Après déjeuner, je récupère mes forces en lisant De Léopold à Constance, Wolfgang Amadeus de Maurice Barthélemy (Babel Actes-Sud), en terrasse au soleil du Son du Cor, puis effectue ce que l’un que j’y croise appelle « un repassage » au vide grenier de La Madeleine où des voitures que la fourrière n’a pas eu l’envie ou le temps d’emporter sont utilisées comme présentoirs par certains vendeurs. Les affaires ne sont pas prospères, cependant déclare une vendeuse, « le soir quand on compte, on est content ».
Au retour, sous le Gros-Horloge, je frôle une poignée d’optimistes : « Méditons ensemble » « Une minute pour la paix ». Chacun fait ce qu’il veut de son dimanche.
                                                                     *
En fin d’après-midi, je suis à la gare de Rouen où, peu de temps avant l’heure de son train pour Paris, apparaît celle qui doit voir Tomi Ungerer au Musée des Arts Décoratifs le jour de ma fête. Elle espère lui faire signer ses Trois Brigands. Bien que je doute de sa réussite, je lui confie à cette même fin mon Géant de Zéralda.
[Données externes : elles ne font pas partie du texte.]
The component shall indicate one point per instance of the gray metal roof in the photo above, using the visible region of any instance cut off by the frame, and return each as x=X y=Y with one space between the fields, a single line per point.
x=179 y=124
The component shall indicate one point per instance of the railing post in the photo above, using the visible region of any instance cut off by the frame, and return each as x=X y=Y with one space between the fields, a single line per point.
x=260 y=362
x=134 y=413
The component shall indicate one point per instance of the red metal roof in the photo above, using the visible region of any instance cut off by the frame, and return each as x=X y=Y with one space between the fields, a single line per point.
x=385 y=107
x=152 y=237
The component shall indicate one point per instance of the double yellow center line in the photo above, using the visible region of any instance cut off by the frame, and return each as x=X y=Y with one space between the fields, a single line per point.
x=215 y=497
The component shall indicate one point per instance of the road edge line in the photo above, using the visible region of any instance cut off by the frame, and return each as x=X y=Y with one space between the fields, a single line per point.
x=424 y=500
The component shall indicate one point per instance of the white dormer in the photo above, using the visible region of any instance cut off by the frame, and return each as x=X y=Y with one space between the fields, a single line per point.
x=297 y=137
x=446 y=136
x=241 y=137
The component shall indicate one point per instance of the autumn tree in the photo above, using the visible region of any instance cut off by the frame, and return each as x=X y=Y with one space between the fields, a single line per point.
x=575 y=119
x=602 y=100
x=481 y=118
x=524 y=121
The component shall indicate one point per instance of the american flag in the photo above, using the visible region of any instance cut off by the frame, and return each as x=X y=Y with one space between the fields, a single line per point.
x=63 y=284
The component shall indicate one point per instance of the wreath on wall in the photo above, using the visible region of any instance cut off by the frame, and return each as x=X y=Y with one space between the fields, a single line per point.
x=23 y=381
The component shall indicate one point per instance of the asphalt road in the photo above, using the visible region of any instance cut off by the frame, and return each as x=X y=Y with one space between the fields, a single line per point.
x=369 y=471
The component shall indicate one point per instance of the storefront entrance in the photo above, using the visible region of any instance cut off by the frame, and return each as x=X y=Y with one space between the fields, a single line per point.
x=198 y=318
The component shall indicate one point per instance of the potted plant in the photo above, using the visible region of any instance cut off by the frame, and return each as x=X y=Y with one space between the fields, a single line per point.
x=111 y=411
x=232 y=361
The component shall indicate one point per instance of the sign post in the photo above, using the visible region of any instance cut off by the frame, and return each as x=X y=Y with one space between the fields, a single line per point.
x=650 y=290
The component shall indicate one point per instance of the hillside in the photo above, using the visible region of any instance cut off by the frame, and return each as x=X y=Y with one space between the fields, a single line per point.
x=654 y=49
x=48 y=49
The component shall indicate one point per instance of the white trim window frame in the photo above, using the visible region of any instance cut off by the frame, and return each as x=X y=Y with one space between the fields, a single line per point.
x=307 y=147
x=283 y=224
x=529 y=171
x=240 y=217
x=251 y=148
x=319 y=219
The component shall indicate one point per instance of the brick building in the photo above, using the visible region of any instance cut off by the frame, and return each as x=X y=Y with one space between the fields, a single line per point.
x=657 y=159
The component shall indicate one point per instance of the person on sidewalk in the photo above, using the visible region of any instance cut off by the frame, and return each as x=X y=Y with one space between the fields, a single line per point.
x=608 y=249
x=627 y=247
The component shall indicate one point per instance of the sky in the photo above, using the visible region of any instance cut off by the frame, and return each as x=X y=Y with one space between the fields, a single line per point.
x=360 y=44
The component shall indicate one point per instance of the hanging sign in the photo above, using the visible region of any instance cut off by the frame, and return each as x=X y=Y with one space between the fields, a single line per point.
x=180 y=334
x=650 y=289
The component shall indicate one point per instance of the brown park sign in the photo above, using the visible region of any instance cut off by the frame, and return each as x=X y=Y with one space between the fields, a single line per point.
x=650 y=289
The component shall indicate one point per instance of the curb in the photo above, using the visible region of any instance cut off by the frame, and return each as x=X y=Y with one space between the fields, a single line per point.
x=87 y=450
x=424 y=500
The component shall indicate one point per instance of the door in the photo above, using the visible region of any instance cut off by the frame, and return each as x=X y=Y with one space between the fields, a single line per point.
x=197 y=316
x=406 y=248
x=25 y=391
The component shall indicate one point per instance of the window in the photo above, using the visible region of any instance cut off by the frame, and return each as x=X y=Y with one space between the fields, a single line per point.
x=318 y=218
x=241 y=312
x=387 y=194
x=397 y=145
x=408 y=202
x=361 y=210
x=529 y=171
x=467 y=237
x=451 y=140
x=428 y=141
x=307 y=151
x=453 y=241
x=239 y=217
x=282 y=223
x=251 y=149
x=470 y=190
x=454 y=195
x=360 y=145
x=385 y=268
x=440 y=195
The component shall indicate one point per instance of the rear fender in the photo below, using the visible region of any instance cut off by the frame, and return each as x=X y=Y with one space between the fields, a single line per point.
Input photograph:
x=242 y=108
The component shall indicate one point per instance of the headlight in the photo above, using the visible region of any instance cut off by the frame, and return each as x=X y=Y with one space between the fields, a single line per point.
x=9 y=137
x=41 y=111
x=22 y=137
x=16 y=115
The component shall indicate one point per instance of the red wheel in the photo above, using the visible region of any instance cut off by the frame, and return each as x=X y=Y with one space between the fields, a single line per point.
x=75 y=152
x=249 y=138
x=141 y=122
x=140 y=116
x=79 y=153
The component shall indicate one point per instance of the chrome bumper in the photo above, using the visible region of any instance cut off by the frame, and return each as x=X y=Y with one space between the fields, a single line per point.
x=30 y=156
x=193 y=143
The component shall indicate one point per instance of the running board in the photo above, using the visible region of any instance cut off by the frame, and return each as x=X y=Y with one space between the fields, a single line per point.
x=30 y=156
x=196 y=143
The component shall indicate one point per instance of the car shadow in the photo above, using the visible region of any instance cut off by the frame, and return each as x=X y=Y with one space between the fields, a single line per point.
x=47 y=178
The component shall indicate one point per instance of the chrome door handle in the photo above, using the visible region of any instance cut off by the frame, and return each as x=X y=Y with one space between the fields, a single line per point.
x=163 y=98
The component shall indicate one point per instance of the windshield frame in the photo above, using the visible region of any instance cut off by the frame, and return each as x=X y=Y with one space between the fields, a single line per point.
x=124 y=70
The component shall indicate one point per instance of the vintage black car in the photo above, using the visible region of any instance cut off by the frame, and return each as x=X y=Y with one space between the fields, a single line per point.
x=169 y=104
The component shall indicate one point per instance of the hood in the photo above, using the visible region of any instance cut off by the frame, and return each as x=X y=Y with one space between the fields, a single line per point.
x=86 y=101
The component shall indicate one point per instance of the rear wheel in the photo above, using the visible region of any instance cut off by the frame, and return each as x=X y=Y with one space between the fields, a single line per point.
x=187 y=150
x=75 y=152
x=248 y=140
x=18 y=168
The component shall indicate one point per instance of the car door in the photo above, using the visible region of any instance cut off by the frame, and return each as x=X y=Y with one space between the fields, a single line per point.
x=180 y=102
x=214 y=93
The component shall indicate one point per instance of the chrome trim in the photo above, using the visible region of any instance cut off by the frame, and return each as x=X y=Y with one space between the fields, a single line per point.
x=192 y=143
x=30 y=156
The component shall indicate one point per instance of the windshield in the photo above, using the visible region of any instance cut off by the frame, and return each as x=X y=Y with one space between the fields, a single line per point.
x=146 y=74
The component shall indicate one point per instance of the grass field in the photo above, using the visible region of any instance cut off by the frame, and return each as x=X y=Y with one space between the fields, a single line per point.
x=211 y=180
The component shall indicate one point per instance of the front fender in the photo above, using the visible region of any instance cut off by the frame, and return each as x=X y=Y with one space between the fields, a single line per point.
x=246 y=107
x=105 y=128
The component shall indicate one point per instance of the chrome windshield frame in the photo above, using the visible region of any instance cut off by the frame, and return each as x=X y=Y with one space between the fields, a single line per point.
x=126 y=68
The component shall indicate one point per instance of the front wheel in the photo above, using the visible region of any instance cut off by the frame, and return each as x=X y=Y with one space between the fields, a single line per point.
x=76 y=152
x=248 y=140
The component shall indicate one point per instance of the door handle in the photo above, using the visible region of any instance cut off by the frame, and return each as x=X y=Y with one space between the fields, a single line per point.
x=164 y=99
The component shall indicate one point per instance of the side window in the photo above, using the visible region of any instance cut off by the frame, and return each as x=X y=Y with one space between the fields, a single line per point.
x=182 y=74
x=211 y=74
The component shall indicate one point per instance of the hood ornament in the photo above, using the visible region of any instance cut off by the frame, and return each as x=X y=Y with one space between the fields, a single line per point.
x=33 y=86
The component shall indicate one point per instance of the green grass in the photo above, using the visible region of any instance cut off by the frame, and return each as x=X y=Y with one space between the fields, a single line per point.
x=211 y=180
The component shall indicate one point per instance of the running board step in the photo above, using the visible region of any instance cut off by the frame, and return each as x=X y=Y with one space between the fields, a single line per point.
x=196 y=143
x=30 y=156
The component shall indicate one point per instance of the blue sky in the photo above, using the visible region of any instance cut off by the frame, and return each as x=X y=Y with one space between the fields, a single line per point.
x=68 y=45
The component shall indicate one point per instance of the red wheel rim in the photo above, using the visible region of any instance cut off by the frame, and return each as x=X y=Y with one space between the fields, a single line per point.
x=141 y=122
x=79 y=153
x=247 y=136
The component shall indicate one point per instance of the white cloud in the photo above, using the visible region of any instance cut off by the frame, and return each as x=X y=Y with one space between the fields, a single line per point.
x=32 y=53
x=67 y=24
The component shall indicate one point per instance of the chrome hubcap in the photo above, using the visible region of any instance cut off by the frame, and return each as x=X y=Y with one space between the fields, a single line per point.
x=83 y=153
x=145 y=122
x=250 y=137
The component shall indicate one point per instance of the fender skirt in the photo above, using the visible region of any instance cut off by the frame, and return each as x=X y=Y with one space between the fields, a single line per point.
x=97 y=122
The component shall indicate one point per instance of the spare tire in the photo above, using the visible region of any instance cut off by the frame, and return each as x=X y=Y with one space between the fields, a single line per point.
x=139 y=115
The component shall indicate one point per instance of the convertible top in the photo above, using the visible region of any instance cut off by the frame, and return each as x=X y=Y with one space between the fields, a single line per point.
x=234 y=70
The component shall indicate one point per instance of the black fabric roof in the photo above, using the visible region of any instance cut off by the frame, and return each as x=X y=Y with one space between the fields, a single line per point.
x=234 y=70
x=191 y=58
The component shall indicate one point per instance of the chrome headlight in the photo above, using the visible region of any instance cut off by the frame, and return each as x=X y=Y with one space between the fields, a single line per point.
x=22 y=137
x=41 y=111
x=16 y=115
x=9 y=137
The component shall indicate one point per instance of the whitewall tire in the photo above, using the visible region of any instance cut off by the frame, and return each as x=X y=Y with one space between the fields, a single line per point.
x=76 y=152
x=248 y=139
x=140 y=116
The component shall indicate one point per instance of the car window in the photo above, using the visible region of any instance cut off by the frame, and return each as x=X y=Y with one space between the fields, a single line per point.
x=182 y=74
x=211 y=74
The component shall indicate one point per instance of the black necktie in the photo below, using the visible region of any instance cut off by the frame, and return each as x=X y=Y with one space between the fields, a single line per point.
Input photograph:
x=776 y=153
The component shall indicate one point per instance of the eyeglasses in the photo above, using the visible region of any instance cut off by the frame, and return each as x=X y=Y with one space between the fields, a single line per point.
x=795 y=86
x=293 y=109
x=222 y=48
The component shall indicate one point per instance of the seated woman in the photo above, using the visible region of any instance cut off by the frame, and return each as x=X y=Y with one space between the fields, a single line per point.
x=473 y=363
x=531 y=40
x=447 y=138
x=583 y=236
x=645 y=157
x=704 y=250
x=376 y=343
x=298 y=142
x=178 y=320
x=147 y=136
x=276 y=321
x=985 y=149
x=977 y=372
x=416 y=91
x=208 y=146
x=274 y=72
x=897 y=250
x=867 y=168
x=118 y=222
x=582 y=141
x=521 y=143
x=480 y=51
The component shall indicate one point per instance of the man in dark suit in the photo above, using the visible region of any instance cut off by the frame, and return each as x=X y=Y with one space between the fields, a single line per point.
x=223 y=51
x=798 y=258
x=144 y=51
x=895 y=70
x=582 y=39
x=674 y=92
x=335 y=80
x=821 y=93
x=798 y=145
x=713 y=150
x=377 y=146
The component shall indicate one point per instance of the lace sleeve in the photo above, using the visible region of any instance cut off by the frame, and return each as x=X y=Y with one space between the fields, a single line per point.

                                                                    *
Le Cylindre Asisi, officiellement nommé Panorama Ixe Ixe Elle, change de programme ce ouiquennede. Après la Rome antique, l’Amazonie. Une attraction foraine chasse l’autre. La  Sénatrice Morin-Desailly, Centriste de Droite, conviée à l’inauguration a refusé de se rendre dans ce bâtiment « qui dénature le paysage rouennais » et « est un petit scandale lorsqu'on songe aux équipements culturels de base qui manquent à notre agglomération, aux difficultés dans lesquelles se débattent nos théâtres et nos scènes, nos conservatoires, nos bibliothèques, certains de nos musées pour boucler cette année leur budget ».
Ces propos auraient été tenus autrefois par tous les politicien(ne)s de la Gauche locale.
Aujourd’hui, l’un d’eux, Sanchez, Socialiste, Chef de la Métropole, se réjouit que ce Panorama fasse plus d’entrées que le Musée.